Friday, June 26, 2020

Eurovision Song Contest: The Story of Fire Saga


1970’s. A seemingly anti-social boy suddenly gets up and dances to his heart’s content when he sees ABBA performing Waterloo on a televised broadcast of Eurovision. A young girl joins him in his improvised choreography. As the adults dismiss their infantile fantasies away with laughter, he pledges that one day he will win Eurovision, and they won’t be laughing at him when the time comes. Decades later, Lars (Will Ferrell) and Sigrit (Rachel McAdams) are all grown up and form the Icelandic duo called Fire Saga, spending much of their adult lives chasing their dream of musical stardom which proves to be too elusive for small-town folks like them. Little do they know that a mischievous twist of fate, brought about by a series of odd coincidences, is bound to bring them to the very stage they could only dream of when they were young.

Europeans. Eurovision. Football. All Greek to me, to be honest. The extent of my knowledge of Eurovision is Conchita Wurst, as well as the weirdness that is Israel participating when the country is not even in Europe, geographically at least. And then you have the issue of politics. If the film is even remotely accurate, though, it does paint the contest as an event that is both weird and fun, like some sort of strange rave party fueled by nationalist undertones. In this case, I side with the Americans: “Eurovision. Is that, like, The Voice?” LOL.

It’s hard to explain. Perhaps it’s the songs, or the corny combo of chasing your dreams and paying homage to your heritage? Go to the comments section of Húsavík’s official music video on YouTube and be prepared to read a lot of comments saying they are proud to be from Iceland even if they are not from there. For a comedy bordering on slapstick, this movie does a great job with its soundtrack, with many of the songs straddling the realms of ridiculous and awe-inspiring. We only want to hear Jaja Ding Dong!

Oh well, the track listing. The soundtrack is now on loop on my Spotify account. Yes, even Jaja Ding Dong. Jesus Christ, what the fuck is wrong with me. Double Trouble is so damn catchy. Lion of Love is a hilarious anthem for closeted gays. Heck, even Volcano Man is memorable. But the best song award, without a doubt, goes to Húsavík. With a rhythm suspiciously similar to The Greatest Showman’s Never Enough, the song just gives you goosebumps, accentuated by Icelandic parts of the lyrics and that closing glory note that just sends chills down the spine. Kudos to My Marianne for providing Sigrit’s singing voice.

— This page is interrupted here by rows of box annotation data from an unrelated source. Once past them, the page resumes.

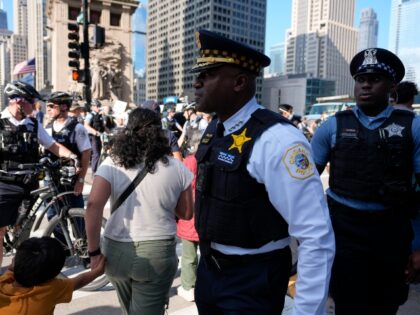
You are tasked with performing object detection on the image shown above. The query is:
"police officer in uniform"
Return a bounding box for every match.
[192,30,335,315]
[0,81,77,265]
[85,99,105,173]
[311,48,420,315]
[45,91,92,201]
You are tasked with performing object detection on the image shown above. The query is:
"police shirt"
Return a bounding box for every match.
[311,106,420,211]
[47,117,92,153]
[211,98,335,315]
[1,108,55,149]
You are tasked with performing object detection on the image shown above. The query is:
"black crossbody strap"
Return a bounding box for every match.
[111,167,147,214]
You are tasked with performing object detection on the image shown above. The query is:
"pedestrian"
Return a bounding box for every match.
[85,99,105,173]
[177,131,200,302]
[85,108,193,314]
[0,236,105,315]
[192,30,334,315]
[311,48,420,315]
[279,104,293,120]
[0,81,77,265]
[141,100,182,162]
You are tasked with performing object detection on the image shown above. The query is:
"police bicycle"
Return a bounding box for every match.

As Regina George would say, she is not retarded, she knows what lip syncing is. It is McAdams' job as an actress to make us believe that her character is doing whatever it is that they make her appear to be doing. In this regard, she totally commits, and maybe those who are not familiar with her might even believe that she is actually the voice behind Sigrit’s songs. The character can be annoyingly naïve but she is defo the heart of this story, and McAdams makes sure that you are well aware of that.

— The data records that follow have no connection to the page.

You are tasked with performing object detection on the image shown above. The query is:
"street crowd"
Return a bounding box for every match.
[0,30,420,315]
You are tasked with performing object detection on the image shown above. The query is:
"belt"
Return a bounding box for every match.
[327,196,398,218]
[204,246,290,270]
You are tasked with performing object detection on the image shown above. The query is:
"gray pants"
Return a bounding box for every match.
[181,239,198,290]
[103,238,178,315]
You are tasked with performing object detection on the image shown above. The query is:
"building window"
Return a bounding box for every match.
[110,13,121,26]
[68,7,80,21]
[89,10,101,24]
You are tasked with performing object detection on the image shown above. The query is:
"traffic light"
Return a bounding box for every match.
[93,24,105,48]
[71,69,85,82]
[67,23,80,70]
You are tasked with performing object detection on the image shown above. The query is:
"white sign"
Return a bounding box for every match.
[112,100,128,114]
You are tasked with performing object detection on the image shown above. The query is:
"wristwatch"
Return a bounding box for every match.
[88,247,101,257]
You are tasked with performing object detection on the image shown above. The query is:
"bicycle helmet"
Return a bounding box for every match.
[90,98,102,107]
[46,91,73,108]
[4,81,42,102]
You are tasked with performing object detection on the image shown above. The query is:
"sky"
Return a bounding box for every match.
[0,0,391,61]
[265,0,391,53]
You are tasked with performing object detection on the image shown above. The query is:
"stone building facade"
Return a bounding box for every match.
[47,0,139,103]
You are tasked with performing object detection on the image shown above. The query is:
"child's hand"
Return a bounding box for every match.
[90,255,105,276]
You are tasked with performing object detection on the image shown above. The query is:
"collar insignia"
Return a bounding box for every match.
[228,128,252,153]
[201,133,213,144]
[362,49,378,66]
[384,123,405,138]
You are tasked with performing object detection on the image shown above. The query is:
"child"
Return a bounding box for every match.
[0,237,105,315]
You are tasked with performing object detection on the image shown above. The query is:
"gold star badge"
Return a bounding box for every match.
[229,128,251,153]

Would it be wrong for me to admit that I really enjoyed this movie? Like, SO MUCH? I am not a big fan of Ferrell and it seems to me that this project is yet just another attempt to come up with another one of his absurdist hit-or-miss comedies, and then they somehow ended up with the same old shit that is fun but doesn’t make much sense, yet for some reason heartwarming just the same. Feel-good. Maybe that is the operative word. There are so many laugh-out-loud moments that hark back to that time when slapstick comedies like Austin Powers could crack you up really bad, a guilty pleasure just for the laughs, but with a heart.